Hirondelles (Les petits billets de Gérard)

   Elles se sont rassemblées il y a près de trois semaines sur les fils électriques aux Rosaires avant de s’en aller sous d’autres cieux… De les voir à chaque fois vers la fin de l’été, je pense à Gilles Servat que j’allais écouter dans les années 70 chez « Ti Joss » à Montparnasse, un petit cabaret qui n’a pas survécu à l’érection de la Tour du même nom… Nostalgie de ces moments-là… Pas trop de tristesse cependant, car les chansons peuvent survivre à l’endroit où elles ont éclos.

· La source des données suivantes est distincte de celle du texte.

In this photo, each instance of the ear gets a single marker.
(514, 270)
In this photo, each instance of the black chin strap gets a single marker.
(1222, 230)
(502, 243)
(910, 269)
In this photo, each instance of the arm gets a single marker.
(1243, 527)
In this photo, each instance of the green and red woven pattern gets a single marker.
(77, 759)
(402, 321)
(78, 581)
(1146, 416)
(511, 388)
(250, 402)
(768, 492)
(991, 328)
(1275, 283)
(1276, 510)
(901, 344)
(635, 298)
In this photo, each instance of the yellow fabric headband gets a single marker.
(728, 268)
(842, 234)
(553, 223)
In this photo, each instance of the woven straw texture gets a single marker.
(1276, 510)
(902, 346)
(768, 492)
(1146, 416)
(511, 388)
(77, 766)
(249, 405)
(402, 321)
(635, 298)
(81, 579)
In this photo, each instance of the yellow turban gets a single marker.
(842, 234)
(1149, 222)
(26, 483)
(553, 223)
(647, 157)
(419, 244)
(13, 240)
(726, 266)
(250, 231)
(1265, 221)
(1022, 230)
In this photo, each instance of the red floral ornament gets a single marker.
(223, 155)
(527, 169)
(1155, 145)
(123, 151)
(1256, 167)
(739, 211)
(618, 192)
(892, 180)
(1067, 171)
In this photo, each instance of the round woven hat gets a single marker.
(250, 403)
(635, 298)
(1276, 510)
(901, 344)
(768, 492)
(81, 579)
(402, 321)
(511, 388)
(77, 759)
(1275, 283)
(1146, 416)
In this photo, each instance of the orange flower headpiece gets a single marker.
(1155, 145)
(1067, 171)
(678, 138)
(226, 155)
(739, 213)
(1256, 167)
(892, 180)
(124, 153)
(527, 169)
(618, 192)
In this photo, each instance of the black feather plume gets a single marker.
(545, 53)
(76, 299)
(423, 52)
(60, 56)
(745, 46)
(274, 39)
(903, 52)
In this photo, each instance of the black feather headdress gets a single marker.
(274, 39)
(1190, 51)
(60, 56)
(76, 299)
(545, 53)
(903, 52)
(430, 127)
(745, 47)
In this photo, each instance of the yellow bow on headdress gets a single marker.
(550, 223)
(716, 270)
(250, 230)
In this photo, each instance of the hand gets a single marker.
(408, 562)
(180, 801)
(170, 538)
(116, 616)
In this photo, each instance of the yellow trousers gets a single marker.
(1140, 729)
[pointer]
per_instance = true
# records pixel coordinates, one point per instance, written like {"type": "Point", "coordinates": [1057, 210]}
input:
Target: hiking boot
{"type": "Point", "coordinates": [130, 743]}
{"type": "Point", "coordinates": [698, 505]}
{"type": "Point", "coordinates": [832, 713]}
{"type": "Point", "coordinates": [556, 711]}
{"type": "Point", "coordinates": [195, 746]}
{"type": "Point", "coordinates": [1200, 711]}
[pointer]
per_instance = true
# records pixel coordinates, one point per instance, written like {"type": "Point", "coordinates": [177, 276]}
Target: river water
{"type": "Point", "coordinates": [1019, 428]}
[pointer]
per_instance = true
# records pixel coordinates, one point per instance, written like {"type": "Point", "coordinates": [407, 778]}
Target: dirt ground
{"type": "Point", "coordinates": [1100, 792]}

   Je ne sais plus si Gilles chantait déjà L’Hirondelle… Je crois qu’il l’a composée bien après, mais chaque fois que je pense à la fin de l’été, me vient comme une pensée vivace en même temps que le regroupement des oiseaux migrateurs : tant d’énergie pour franchir tant de distance… Et le miracle de leur mémoire ! Et j’entends Gilles : « Quand reverrons-nous l’hirondelle, Blanche au ventre et noire aux ailes… »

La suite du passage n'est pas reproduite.